PressTV has to be shut down.

Mikey    
  18 December 2009, 12:33 am

Are you not in favour of freedom of speech Josh?

Josh Scholar    
  18 December 2009, 2:42 am

I’m not in favor of allowing hate speech and lies to pose as news.

The yellow press of a despot should be allowed no airtime anywhere.

Shame on Britain for allowing this trash on the air.

Lbnaz    
  18 December 2009, 3:23 am

Breaking News from Iran: The Holocaust Happened!
[Michael Rubin]

Hamid Baghaei, one of Iran’s vice presidents, according to the Iranian website Parsine.com, has said that the Holocaust happened. The catch, however, is that he says that it occurred in Iran and the victims were the Iranian people, who suffered as a result of allied violation of Iranian neutrality during World War II (when British and American forces helped secure a supply route through Iran to supply the Soviets). He is demanding that the Allies pay Iran reparations. No word on whether an apology from President Obama will be forthcoming.

Shhh. Don’t tell Norman “Israel exploits the Shoah in order to oppress Palestinians” Finkelst@#$%ein.

Sophia    
  18 December 2009, 7:00 am

Gene – most recently there’s been a really discouraging thread on Solomonia – I’ll put a link up tomorrow.

I’ve also encountered views like this on certain leftist or “progressive” websites.
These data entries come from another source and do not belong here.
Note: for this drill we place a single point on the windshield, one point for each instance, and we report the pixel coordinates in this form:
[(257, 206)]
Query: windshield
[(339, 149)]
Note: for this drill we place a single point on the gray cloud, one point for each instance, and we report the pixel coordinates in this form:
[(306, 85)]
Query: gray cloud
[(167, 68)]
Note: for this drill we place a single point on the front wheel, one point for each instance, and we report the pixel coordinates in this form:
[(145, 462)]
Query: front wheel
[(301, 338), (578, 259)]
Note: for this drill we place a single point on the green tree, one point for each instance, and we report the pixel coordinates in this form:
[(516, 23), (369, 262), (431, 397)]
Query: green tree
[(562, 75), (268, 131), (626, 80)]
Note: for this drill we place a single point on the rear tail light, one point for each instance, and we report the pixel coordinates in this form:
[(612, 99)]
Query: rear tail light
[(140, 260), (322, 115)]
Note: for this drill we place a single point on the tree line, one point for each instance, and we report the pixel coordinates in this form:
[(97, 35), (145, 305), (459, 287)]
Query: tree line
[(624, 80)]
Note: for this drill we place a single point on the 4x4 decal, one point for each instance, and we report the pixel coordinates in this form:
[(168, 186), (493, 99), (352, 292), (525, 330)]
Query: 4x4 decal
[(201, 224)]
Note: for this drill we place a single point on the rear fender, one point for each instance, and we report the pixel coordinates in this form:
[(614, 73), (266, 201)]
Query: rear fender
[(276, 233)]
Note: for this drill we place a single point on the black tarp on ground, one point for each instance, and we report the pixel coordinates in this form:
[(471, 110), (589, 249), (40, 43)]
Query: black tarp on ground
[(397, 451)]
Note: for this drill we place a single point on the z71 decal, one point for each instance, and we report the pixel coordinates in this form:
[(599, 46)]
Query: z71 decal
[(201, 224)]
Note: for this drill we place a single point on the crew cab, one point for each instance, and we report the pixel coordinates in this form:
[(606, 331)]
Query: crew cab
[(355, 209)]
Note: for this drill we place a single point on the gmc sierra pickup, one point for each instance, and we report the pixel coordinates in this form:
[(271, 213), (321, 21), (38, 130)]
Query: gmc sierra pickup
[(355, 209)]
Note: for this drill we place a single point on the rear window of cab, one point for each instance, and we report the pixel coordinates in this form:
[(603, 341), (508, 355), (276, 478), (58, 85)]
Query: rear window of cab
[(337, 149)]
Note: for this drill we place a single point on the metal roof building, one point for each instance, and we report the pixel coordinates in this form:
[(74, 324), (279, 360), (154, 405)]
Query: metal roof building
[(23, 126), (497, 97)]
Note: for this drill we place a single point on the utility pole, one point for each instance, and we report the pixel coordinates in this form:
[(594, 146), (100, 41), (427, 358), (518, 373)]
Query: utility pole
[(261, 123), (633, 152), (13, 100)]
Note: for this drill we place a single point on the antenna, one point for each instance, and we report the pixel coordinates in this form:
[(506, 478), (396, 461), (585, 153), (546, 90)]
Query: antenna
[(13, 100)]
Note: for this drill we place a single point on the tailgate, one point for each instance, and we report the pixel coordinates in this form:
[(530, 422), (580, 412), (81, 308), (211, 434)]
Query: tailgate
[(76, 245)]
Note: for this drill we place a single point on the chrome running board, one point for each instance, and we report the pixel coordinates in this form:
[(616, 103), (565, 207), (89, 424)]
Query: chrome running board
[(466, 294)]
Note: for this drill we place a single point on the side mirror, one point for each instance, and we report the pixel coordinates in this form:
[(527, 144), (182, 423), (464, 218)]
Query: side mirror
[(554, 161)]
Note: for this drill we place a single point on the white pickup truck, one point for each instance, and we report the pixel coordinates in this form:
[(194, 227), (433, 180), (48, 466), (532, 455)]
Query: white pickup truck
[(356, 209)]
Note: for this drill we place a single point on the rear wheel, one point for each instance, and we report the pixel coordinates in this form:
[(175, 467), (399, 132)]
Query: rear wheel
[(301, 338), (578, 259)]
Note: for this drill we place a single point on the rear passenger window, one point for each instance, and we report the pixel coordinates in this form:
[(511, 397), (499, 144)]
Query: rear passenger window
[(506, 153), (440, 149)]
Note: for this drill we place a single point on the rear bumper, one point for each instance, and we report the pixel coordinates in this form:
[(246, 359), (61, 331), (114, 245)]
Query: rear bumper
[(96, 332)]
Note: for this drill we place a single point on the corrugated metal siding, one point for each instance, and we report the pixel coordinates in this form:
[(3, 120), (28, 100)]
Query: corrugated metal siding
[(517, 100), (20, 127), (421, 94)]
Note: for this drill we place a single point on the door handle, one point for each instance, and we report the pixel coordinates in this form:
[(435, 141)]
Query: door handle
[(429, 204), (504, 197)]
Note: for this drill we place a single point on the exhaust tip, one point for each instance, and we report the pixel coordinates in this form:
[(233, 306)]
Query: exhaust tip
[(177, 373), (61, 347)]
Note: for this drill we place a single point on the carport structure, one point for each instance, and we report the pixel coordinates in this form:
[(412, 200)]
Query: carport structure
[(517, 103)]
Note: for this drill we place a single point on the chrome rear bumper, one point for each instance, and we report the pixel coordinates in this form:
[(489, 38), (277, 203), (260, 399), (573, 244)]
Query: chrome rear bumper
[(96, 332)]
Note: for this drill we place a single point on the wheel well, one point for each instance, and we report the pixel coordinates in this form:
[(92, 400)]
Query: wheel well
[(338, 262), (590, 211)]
On Democratic Underground for example outright calls for Israel’s extinction were deleted but they were not uncommon.

Margie    
  19 December 2009, 11:43 am

Thomas Smith

Ayalon strongly supported the gaza disengagement plan, which Sharon’s chief advisor at the time, Dov Weisglass, described as “actually formaldehyde. It supplies the amount of formaldehyde that’s necessary so that there will not be a political process with the Palestinians.” That is, disengagement was about deliberately parking the peace process.
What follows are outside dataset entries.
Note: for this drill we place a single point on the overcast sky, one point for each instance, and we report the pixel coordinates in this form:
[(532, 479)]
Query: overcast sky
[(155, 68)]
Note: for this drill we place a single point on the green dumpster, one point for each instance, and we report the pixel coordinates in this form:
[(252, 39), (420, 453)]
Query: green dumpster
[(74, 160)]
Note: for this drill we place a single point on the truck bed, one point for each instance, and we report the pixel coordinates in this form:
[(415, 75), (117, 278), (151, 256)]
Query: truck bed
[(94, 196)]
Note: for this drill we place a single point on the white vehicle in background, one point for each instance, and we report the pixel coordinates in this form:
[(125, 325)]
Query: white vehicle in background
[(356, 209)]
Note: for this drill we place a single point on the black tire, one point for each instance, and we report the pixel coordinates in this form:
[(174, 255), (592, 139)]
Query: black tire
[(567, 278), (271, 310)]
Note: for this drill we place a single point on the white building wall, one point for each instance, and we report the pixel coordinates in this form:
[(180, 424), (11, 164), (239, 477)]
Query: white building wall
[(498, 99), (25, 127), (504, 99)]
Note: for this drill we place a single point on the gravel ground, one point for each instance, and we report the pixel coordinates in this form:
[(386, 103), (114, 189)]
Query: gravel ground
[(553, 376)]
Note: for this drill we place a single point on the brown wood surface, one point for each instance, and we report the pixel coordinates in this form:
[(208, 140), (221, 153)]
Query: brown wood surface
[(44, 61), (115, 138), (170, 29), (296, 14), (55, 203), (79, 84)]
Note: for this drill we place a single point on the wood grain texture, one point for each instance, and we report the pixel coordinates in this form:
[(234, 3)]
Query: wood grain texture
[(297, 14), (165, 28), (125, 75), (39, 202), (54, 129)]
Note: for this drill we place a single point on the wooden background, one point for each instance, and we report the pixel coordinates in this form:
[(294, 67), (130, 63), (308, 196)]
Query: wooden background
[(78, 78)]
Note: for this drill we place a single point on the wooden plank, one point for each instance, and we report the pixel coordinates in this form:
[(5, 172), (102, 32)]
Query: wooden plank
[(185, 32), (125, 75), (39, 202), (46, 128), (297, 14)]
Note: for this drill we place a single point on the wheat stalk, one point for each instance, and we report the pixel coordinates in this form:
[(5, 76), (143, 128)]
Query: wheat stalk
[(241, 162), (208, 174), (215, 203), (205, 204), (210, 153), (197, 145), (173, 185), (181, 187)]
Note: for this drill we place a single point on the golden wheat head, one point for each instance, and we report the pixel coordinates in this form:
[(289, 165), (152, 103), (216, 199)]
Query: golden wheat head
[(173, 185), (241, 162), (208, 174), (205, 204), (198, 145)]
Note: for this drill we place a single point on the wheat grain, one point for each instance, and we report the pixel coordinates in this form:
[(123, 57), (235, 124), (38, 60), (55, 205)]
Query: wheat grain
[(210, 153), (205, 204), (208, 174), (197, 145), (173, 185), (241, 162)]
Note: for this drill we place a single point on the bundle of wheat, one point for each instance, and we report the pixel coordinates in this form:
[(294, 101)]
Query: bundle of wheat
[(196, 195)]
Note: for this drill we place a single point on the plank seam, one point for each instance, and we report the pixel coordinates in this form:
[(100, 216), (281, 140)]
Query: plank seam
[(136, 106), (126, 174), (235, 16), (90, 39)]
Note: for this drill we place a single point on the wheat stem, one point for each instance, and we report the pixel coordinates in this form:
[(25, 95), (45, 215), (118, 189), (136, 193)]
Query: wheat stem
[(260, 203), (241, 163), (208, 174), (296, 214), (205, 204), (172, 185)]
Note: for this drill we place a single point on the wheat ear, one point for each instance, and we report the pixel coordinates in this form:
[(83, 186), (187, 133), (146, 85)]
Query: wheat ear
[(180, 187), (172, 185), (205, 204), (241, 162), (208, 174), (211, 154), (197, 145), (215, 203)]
Weisglas’s cynical attitude took into account the knowledge of how the Palestinians would react and actually said that had we been dealing with Norwegians things would have been very different. There was no international or Israel pressure to make the Palestinians behave as they did and to criminally waste an opportunity
1. to establish a mini-state with all governmental roles in place in preparation for the eventual state of Palestine
2. to force Israel to continue with the disengagement in the West Bank as it had promised if the Gaza experiment was successful
3. to give us peace in the Middle East.